Для первой ориентировки решили мы выйти всего на 5 дней, и уже в 8 часов вечера дня приезда, несмотря на хмурые клубящиеся на горах тучи, мы стали втягиваться в лесистую долину Иидичиока с бурными порогами. Горы смыкаются своими вершинами, долина сужается, но едва заметная заросшая тропка еще намечается по лесистому берегу. В верховьях реки на краю лесной зоны между елями мы раскидываем палатку. Душно и жарко. Мы плотно закрываем наши сетки на головах и поправляем перчатки, окруженные роем комаров и мошкары — этого неизбежного бича летних месяцев Лапландии. Совершенно светло, красные лучи играют на безжизненно-скалистых вершинах Иидичвумчорра, а времени около 2 часов ночи.

Начинается жаркий, совершенно южный день; впереди высокие вершины, нигде не видно глубоких ущелий, лишь между Путеличорром и Иидичвумчорром наверху в скалах видна какая-то щелка, занесенная снегом. Мы делимся на три отряда и в самое солнечное пекло, окруженные все теми же роями комаров, поднимаемся на высоты в 1000 метров, в поисках проходимых путей.

Сверху с голых вершин пологих плато, покрытых мелким щебнем, сквозь облако стелющегося тумана мы видим длинную зеленую полоску Кукисвума, а за ней неведомые нам громады плоских вершин. Вот куда мы должны проникнуть; но удобных путей здесь не видно, спуститься вниз по кручам восточных отрогов можно, но перетаскивать этим путем грузы продовольствия и собранных минералов, свыше 70 пудов туда и обратно, совершенно невозможно. Мы решаем идти к югу. К ночи мы снимаемся с лагеря и через голый хребет Иидичвумчорра переваливаем в еще более глухую и суровую долину Часнаиока — туда, где издали один из наших отрядов в бинокль усмотрел глубокий перевал.

У группы кустарников, на высоте 420 м. над уровнем озера, мы снова разбиваем палатку; медленно подтягиваются усталые отряды, шедшие разными путями. Раскладывая большой костер, густой дым которого стелется далеко по долине, мы постепенно собираем всю партию, измученную зноем, роями комаров и почти обрывистыми спусками с Иидичвумчорра. Как часто потом мы прибегали к костру для условной сигнализации, днем пользуясь длинными полосками дыма, стелющимися по долине, ночью поднимая зарево красного пламени!
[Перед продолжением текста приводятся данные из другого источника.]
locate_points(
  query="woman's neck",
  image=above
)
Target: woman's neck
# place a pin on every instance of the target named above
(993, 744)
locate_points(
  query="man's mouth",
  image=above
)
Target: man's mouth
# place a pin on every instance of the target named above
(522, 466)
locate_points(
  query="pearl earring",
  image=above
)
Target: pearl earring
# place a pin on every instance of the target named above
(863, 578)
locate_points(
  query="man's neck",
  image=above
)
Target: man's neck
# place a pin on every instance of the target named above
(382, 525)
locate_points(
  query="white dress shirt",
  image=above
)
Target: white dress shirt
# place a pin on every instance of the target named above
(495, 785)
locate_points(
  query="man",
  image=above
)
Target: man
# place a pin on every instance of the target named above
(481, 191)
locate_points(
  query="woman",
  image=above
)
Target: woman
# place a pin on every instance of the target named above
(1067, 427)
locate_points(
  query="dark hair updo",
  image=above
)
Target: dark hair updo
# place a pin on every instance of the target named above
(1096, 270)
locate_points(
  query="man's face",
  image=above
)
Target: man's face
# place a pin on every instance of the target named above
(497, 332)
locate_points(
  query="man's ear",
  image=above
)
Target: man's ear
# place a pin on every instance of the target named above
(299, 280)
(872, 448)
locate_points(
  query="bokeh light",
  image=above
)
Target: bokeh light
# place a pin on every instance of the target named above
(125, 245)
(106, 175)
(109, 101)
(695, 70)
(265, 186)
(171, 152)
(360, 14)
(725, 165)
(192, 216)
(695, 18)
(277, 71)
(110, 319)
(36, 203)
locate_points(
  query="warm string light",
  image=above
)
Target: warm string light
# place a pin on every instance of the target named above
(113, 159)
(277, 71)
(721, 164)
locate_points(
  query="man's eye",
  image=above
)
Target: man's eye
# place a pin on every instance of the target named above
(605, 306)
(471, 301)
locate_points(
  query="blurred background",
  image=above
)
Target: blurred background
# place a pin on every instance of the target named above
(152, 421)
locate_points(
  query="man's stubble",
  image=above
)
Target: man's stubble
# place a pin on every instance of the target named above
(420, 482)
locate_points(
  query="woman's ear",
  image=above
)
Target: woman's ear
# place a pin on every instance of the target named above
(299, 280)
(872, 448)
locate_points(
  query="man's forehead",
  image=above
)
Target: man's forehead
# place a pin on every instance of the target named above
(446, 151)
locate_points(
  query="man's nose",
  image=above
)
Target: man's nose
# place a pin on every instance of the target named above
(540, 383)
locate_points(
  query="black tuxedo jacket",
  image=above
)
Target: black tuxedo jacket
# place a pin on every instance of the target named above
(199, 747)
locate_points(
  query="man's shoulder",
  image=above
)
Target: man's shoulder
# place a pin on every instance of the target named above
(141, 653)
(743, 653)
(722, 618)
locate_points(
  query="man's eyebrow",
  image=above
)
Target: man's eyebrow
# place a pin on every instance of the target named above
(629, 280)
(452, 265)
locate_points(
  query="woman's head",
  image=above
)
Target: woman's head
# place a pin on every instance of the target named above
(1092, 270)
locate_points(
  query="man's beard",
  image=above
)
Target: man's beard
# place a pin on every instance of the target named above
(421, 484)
К востоку глубокий перевал замыкает долину Часнаиока — там очевидно нас ожидает давно жданный путь к долине Кукисвума.

Мы на самом краю большого горного массива Часначорра. Много мы слышали о недоступности этого грандиозного массива, его обрывы в несколько сот метров и острые гребешки отрогов невольно внушали страх путнику; но мы знали уже южные подступы Часначорра, уже в 1921 г. одна из наших партий с большим успехом работала на его вершине, открывая многочисленные жилы с черным энигматитом и ярко-красным эвдиалитом[2].

Оттуда сверху мы, конечно, лучше всего окинем взглядом весь ландшафт и выясним ожидающие нас пути.

Снова разбились мы на отряды, снова по заранее составленной диспозиции стали отдельные группы с разных сторон огибать большое плато, выискивая более доступные склоны или гребни.

Опыт прошлого научил нас работать в большой и суровой дисциплине. Все обязанности и работа каждого дня назначались специальными «приказами», и иногда в сложных перипетиях странствований нескольких недель такие диспозиции составлялись на большие сроки. Их исполнение было нравственною обязанностью каждого, ибо от этого зависело часто благополучие целого отряда. И надо сказать, в сознании жизненной ответственности, диспозиции исполнялись идеально и, как бы ни разыгралась непогода, но в условленный день «приказы» всегда выполнялись в условленном месте. Это вносило большую стройность в работу, но требовало часто огромного напряжения, даже самопожертвования, когда под пронизывающим дождем, при ветре, заставляющем держаться за камни, нужно было какой-либо группе пронести продовольствие через высокие хребты и через вздувшиеся от непогоды реки… Но пойдем дальше в нашем описании.

Под вечер, когда дневной зной стал спадать, выступили мы на Часначорр. На мне лежала задача, вместе с одним из членов отряда[3], осмотреть перевал к Кукисвуму и по одному из северо-восточных, довольно пологих гребней подняться на вершину. Прекрасная погода, дивная, все расширявшаяся панорама цепей увлекала нас, и почти без остановок, взбираясь на кручи, мы незаметно стали подниматься на горное плато. Почти без груза легко мы сделали этот семичасовой переход, и около полуночи перед нами предстала горная пустынная равнина Северного Часначорра. Нагроможденные скалы и глыбы покрывали плато, к северу тянулись вершины Путеличорра, у наших ног лежала чарующая долина Кукисвума с сверкающими при косых лучах солнца озерами, далее такие же, но еще более грандиозные вершины с самым большим центральным плато Кукисвумчорра; кое-где на горах дремлющие тучи, красные снеговые поля, а вдали между восточными перевалами в утренней дымке синева далеких Ловозерских Тундр.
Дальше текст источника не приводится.